La solitudine nell’epoca in cui viviamo, è una delle principali cause della nostra sofferenza. Viviamo spesso lontani dai nostri genitori che intanto invecchiamo in solitudine, lontani dai nostri fratelli, dalle nostre sorelle, dai nostri parenti, dai nostri territori, dalle nostre tradizioni e dai nostri amici di infanzia. Viviamo isolati. Per inseguire un lavoro che ci soddisfi ci siamo trasferiti ed abbiamo rinunciato a legami ed affetti, limitandoci a preservare, laddove possibile, il rapporto con il consorte e i figli.

Non solo noi siamo isolati ma ancor di più lo sono i nostri figli che vivono lontani dai nonni, dagli zii, dai cugini e dai nipoti e che si trovano in un territorio che non gli garantisce tradizioni e radici. Ed allora sovviene spesso la solitudine, la carenza di relazioni affettive e ci sentiamo soli; non abbiamo con chi confidarsi, con chi parlare, non abbiamo chi ci cerca, non abbiamo un rifugio dove andare. Trovare qualcuno che sia sinceramente aperto ad ascoltare, a confidarsi, a comprendere diventa prezioso.

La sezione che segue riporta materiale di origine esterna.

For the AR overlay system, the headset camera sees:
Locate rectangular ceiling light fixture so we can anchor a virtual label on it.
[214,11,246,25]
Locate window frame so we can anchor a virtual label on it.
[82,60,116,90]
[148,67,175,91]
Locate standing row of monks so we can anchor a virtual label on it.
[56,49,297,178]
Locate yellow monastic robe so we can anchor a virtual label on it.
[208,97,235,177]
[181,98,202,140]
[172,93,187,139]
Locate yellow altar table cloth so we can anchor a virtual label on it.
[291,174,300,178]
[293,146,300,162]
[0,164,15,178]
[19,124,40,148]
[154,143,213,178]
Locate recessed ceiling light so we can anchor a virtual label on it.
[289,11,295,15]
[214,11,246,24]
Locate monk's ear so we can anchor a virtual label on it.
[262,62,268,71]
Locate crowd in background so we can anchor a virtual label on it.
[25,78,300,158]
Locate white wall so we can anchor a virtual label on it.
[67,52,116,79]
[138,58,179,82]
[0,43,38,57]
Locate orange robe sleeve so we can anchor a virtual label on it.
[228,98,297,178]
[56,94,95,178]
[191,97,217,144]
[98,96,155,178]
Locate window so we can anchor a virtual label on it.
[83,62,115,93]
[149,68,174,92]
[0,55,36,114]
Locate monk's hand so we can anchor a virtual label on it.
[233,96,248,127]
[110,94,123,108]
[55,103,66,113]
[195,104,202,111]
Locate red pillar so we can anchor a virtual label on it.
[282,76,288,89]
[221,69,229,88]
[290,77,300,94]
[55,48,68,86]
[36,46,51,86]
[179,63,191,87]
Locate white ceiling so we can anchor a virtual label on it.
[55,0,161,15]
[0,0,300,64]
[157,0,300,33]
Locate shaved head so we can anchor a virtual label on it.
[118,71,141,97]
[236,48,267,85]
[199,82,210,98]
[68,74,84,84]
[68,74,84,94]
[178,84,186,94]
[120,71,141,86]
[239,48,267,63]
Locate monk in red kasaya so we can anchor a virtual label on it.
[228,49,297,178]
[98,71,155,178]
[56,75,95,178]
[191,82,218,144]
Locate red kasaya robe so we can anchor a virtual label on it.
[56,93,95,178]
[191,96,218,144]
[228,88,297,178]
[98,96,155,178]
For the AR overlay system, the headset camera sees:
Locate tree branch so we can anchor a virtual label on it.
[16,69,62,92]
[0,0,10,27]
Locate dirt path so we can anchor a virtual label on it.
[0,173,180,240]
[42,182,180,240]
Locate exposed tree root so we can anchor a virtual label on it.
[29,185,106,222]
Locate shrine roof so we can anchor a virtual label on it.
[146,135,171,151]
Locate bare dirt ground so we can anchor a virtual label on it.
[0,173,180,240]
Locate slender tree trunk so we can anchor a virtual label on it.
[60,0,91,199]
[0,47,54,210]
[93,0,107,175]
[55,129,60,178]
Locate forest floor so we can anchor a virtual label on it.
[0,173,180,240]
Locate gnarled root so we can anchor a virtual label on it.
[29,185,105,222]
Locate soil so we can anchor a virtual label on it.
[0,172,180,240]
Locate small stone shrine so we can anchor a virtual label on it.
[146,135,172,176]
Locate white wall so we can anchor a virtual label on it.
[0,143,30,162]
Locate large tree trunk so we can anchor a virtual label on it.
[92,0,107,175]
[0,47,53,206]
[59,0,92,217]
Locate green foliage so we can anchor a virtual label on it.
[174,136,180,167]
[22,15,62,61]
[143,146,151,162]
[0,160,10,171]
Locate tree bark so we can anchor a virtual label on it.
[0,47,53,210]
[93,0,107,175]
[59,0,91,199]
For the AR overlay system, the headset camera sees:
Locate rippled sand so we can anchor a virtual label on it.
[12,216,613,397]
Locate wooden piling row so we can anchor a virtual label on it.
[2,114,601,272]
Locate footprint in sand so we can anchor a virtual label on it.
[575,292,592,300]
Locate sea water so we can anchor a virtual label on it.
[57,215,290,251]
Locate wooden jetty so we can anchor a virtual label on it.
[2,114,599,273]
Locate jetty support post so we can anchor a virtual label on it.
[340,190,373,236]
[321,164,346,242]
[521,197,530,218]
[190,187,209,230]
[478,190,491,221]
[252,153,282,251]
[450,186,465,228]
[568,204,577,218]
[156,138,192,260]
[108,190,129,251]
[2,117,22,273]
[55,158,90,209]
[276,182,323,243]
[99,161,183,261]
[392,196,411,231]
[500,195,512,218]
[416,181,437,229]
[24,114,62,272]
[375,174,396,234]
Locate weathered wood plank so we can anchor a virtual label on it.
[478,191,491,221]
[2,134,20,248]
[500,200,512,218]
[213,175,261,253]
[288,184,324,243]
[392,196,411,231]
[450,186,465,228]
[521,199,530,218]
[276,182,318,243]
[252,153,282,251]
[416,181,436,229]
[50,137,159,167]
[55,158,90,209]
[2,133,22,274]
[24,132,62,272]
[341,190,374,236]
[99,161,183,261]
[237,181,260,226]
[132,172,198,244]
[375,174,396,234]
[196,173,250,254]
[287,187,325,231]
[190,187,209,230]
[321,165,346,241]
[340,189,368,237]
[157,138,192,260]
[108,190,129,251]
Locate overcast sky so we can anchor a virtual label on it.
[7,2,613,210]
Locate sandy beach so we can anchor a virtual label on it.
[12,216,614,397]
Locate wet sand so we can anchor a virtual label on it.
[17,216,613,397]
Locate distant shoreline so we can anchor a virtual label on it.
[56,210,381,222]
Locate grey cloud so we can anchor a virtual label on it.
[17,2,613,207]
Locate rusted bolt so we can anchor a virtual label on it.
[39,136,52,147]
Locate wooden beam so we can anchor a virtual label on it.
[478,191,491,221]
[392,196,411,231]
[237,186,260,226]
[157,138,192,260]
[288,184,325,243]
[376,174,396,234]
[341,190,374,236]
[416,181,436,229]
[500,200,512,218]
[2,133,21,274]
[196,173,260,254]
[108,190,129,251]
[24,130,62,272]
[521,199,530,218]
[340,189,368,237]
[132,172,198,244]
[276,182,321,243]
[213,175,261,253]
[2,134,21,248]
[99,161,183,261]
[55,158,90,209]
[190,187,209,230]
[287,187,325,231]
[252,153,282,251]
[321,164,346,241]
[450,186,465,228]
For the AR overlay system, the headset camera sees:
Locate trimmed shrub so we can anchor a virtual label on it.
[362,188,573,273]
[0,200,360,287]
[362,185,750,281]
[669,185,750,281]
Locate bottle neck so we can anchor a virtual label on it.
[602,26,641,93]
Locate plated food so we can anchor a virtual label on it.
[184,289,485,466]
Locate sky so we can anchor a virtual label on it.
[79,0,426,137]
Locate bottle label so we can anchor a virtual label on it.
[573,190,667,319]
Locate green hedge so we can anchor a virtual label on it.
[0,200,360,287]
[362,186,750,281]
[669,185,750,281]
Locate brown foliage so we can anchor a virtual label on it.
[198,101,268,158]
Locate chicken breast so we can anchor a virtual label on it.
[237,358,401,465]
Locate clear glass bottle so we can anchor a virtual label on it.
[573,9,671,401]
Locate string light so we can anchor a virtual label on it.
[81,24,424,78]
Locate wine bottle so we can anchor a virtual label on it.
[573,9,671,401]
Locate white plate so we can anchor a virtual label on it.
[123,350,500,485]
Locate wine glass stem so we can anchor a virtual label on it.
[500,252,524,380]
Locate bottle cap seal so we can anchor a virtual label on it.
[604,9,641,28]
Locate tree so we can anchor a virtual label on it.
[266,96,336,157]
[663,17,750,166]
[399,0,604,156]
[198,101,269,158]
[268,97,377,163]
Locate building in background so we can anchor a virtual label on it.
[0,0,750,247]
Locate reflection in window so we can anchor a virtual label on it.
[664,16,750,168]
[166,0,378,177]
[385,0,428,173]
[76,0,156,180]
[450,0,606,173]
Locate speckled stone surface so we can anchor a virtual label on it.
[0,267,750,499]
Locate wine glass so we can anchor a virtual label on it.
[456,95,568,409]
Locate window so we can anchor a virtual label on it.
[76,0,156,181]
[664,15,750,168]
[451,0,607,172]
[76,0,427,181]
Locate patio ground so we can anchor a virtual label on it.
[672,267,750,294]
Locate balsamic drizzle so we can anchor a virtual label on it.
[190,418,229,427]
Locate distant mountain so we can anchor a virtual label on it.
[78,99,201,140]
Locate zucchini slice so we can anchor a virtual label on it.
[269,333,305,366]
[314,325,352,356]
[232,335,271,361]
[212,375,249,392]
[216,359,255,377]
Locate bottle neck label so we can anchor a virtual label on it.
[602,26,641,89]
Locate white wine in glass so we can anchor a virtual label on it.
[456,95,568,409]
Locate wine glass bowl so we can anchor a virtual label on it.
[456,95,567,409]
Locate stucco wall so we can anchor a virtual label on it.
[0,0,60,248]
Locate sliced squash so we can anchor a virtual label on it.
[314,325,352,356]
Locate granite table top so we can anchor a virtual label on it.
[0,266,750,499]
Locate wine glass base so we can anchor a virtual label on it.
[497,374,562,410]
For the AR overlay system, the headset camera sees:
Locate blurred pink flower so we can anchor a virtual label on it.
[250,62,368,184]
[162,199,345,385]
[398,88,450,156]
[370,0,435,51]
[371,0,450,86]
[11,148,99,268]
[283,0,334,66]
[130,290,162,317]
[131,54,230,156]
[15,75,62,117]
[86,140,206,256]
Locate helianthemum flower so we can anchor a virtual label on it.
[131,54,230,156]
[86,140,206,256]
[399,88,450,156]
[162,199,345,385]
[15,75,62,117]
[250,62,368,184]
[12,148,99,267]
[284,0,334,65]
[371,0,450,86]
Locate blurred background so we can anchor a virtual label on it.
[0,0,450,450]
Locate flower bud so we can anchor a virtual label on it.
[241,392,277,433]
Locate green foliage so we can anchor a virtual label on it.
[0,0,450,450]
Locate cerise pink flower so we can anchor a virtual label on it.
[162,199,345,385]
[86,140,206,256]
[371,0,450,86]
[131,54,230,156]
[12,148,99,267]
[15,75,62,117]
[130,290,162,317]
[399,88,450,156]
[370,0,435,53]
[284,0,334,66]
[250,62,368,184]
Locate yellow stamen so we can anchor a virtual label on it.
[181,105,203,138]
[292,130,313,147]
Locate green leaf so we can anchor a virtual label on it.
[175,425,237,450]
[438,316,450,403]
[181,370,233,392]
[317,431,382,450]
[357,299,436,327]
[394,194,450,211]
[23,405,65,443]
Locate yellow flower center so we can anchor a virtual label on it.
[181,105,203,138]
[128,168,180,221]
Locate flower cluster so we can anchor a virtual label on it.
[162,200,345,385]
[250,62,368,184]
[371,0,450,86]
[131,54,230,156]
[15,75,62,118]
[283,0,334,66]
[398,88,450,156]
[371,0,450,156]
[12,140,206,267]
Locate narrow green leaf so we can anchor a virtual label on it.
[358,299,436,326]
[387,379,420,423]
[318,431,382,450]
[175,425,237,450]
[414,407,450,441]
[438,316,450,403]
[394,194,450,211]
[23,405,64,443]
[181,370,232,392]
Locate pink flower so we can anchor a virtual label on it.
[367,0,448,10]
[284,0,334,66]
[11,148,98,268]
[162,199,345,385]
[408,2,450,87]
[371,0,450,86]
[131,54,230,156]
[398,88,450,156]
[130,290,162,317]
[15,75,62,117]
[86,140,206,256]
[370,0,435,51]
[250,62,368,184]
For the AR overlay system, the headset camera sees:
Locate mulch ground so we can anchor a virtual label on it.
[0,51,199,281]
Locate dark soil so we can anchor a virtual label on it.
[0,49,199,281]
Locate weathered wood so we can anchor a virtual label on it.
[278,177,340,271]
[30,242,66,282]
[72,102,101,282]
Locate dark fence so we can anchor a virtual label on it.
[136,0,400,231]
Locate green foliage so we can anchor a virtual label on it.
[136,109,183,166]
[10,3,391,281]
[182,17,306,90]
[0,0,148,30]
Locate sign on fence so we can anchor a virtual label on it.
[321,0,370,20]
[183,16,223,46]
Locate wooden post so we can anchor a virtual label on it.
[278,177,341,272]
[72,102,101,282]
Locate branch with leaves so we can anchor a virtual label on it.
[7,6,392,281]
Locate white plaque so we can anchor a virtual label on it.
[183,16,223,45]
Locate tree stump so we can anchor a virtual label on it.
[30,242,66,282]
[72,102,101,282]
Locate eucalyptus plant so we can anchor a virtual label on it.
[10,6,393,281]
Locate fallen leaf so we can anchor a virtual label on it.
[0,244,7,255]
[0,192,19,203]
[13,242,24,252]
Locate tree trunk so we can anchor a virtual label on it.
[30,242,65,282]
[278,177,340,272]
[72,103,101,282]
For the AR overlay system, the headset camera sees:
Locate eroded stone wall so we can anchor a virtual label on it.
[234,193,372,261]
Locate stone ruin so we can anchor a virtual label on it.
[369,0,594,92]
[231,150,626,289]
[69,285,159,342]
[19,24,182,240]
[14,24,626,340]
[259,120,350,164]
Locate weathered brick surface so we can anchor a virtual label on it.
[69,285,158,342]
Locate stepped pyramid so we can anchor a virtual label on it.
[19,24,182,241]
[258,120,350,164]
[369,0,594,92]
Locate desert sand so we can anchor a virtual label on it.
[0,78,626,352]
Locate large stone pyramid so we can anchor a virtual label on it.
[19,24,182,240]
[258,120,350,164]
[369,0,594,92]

Così come noi apprezziamo chi ci ascolta e ci comprende, gli altri apprezzeranno la nostra propensione all’ascolto ed alla comprensione. Probabilmente non avremo risposte da dare né soluzioni per risolvere dubbi e problemi altrui ma già nell’ascolto e nello sforzarsi a comprendere, avremo avuto modo di partecipare, condividere e probabilmente avremo contribuito a dare sollievo. A volte non siamo ben disposti a farlo, a volte per non perdere i nostri privilegi poniamo già in fase di ascolto delle barriere per proteggerci. Può essere scomodo ascoltare e comprendere le esigenze altrui. Per capire gli altri è necessario ascoltarli con attenzione, confrontarsi, comprenderli. Oggi c’è chi muore di silenzio. E non ci accorgiamo che con loro muore ogni giorno anche una parte della nostra dignità di uomo.

Ed allora molto, moltissimo possiamo fare ogni giorno nel rompere il silenzio esistenziale che avvolge e deprime le persone attorno a noi avendo un sincero atteggiamento e non solo, di ascolto e comprensione.